DRAGEN supports force genotyping (ForceGT) for small variant calling. To use ForceGT, use the --vc-forcegt-vcf
option with a list of small variants to force genotype. The input list of small variants can be a *.vcf or *.vcf.gz file.
The current limitations of ForceGT are as follows:
ForceGT is supported for germline small variant calling in the V3 mode. The V1, V2, and V2+ modes are not supported.

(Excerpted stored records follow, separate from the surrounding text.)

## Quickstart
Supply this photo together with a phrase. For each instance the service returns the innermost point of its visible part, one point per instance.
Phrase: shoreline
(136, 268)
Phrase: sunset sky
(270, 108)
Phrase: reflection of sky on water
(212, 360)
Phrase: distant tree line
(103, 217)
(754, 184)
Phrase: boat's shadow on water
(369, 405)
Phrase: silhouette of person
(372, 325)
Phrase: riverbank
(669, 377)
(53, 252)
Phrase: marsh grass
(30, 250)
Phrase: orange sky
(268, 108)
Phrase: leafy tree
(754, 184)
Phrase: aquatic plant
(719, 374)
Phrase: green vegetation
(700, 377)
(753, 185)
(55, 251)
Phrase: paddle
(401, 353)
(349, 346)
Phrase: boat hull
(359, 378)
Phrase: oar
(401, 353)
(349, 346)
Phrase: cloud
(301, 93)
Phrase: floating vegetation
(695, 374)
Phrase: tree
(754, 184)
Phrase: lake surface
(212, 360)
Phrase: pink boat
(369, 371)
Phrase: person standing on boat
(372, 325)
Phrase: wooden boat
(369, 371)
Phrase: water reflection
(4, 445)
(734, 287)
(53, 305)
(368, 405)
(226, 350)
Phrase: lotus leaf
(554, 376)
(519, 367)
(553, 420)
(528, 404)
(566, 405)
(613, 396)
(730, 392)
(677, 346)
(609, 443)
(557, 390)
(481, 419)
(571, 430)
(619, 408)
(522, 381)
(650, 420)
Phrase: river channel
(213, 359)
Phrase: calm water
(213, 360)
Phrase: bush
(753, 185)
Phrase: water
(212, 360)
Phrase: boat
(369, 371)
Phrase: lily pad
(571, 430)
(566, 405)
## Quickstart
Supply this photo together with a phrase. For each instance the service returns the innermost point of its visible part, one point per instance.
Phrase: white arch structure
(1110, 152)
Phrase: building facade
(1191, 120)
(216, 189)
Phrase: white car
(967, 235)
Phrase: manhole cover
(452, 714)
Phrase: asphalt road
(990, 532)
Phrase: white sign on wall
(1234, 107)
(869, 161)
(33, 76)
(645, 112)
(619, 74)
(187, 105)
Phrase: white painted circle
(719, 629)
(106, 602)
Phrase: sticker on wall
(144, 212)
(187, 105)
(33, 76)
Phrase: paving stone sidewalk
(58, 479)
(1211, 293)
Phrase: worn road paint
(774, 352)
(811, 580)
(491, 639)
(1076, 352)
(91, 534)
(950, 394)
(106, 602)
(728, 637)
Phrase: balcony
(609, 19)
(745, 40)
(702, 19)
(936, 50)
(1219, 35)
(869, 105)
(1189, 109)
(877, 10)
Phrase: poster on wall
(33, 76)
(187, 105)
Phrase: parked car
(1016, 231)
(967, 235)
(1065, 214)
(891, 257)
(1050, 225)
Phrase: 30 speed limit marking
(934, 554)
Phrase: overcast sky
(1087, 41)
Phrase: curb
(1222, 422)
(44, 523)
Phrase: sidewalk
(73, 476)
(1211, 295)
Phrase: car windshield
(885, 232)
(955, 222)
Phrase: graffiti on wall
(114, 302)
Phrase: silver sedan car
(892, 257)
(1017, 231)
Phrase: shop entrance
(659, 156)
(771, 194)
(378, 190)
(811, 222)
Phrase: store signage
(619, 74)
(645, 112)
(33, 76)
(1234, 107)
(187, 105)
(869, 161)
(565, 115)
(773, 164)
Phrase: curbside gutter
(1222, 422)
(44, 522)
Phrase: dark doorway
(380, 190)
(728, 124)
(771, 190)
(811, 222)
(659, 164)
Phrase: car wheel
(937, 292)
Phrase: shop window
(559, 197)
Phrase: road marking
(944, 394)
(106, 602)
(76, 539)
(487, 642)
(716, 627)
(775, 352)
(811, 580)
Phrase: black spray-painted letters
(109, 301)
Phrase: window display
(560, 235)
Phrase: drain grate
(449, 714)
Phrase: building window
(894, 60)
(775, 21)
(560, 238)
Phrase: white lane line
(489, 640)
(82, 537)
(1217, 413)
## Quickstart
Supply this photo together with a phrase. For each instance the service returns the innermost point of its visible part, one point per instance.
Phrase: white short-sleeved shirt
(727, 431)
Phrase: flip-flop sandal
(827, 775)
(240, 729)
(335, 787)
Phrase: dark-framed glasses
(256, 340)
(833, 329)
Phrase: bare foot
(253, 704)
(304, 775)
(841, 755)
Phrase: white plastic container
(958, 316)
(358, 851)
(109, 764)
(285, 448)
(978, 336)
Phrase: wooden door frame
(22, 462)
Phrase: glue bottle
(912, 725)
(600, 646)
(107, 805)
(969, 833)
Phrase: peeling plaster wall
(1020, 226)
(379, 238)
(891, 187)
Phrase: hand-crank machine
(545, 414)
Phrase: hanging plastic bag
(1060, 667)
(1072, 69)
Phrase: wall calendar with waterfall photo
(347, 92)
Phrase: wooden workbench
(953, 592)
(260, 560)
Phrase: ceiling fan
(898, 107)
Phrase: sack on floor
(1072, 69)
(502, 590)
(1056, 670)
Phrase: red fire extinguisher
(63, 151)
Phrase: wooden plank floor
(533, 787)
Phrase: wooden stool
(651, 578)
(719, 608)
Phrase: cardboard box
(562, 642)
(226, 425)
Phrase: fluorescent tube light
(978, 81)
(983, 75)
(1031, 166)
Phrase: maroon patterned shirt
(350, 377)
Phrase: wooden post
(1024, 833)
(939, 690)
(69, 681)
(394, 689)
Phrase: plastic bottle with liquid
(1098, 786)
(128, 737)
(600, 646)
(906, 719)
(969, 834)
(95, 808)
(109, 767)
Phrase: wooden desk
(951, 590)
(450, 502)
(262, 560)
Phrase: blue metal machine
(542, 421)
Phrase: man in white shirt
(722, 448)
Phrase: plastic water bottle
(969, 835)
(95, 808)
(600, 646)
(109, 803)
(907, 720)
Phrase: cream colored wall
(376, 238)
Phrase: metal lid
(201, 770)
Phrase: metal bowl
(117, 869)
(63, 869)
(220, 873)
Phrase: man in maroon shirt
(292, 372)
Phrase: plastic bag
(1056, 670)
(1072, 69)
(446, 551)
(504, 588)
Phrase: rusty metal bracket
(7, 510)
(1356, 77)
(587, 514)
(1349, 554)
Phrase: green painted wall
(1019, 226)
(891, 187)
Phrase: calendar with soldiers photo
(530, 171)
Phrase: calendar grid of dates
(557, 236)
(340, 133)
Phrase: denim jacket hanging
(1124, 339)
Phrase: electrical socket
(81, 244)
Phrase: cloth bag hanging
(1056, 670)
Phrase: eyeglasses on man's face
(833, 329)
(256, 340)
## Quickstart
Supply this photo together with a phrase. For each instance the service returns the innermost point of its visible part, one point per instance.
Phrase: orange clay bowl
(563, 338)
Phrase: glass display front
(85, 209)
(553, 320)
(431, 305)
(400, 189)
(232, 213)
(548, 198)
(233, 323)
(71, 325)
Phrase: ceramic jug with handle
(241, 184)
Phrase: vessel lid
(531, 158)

ForceGT is also supported for somatic small variant calling.
ForceGT variants do not propagate through joint genotyping.
DRAGEN supports only a single ForceGT VCF input file, which must meet the following requirements:
The input has to be a valid VCF file according to version 4.2 of the VCF standard. For instance, it has to have at least eight tab-delimited columns and records need to be sorted by reference contig and position.
The header has to list the same contigs as the reference used for variant calling. All variants must refer to one of these contig names.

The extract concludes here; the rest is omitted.